According to the leader of Libya, Muammar Qadhafi, “The world has changed radically and drastically. The methods and ideas should change, and being a revolutionary and progressive man, I have followed this movement.”

Long considered one of the most oppressive regimes in the world, Libya has more recently made rapid improvements in human rights, to the extent that it has proposed the abolition of the death penalty. In terms of education, the status of women and elimination of poverty, Libya is now among the leading nations in Africa. Much of the nation’s new openness to change is attributable to Qadhafi’s son, Sayf, who graduated from the London School of Economics, has dedicated himself to fostering closer ties with the West, and has spoken openly for democracy in Libya.

Libya is now opening its stunning landscape—including 2,000 km (1,243 miles) of pristine coastline—to foreign tourism. Technology such as cell phones, internet access, and satellite television has become widely available. Meanwhile, Libya retains a flourishing traditional culture of music, dance, arts and religion. Most local television programs feature traditional Libyan musicians.
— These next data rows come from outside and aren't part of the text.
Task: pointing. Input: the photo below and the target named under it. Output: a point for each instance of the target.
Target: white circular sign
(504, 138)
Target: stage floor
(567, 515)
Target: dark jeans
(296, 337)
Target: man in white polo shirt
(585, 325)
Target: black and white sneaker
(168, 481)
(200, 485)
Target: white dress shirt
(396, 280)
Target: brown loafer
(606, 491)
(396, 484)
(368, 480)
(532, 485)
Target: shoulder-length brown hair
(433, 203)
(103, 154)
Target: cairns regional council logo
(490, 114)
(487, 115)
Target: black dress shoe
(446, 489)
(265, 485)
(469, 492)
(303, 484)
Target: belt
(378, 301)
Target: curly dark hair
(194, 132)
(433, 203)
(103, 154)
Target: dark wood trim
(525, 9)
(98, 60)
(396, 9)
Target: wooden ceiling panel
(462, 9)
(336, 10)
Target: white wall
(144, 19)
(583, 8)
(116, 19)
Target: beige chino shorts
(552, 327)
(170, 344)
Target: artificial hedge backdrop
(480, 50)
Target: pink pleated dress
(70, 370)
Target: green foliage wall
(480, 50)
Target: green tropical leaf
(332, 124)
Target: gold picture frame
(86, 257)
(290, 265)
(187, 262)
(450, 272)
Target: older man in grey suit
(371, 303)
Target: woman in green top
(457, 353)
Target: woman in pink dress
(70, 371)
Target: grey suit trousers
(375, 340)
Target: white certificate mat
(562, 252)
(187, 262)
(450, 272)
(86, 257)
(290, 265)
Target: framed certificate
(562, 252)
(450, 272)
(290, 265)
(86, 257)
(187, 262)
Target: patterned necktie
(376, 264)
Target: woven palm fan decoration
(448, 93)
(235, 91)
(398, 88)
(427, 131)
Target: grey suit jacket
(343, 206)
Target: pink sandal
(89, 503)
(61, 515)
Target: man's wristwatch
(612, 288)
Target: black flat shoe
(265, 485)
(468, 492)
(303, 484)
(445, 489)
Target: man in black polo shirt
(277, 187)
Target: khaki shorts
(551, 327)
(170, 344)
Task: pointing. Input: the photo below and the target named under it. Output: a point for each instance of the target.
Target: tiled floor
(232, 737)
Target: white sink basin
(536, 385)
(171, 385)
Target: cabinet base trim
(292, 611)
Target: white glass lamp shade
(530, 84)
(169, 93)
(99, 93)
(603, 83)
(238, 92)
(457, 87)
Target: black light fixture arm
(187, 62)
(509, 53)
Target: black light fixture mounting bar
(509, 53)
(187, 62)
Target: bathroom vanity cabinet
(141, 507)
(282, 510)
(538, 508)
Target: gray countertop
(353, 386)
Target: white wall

Along with having the largest oil reserves in Africa, Libya has another perhaps more precious treasure, buried 500 meters beneath the Sahara desert—vast reserves of pure fossil water from the last Ice Age. There is enough fossil water to develop agriculture across the Libyan desert, as well as to supply drinking water for several hundred years. The government has been pumping out the water through the Manmade River, a multiple-phase project that began supplying water to Tripoli in 1996. The River is considered by many experts to be the world’s largest engineering project. It will not be complete for another 25 years. But by the time Libya has run out of fossil water, desalination from the Mediterranean will be feasible, and the nation will have developed into one of the prized jewels of North Africa.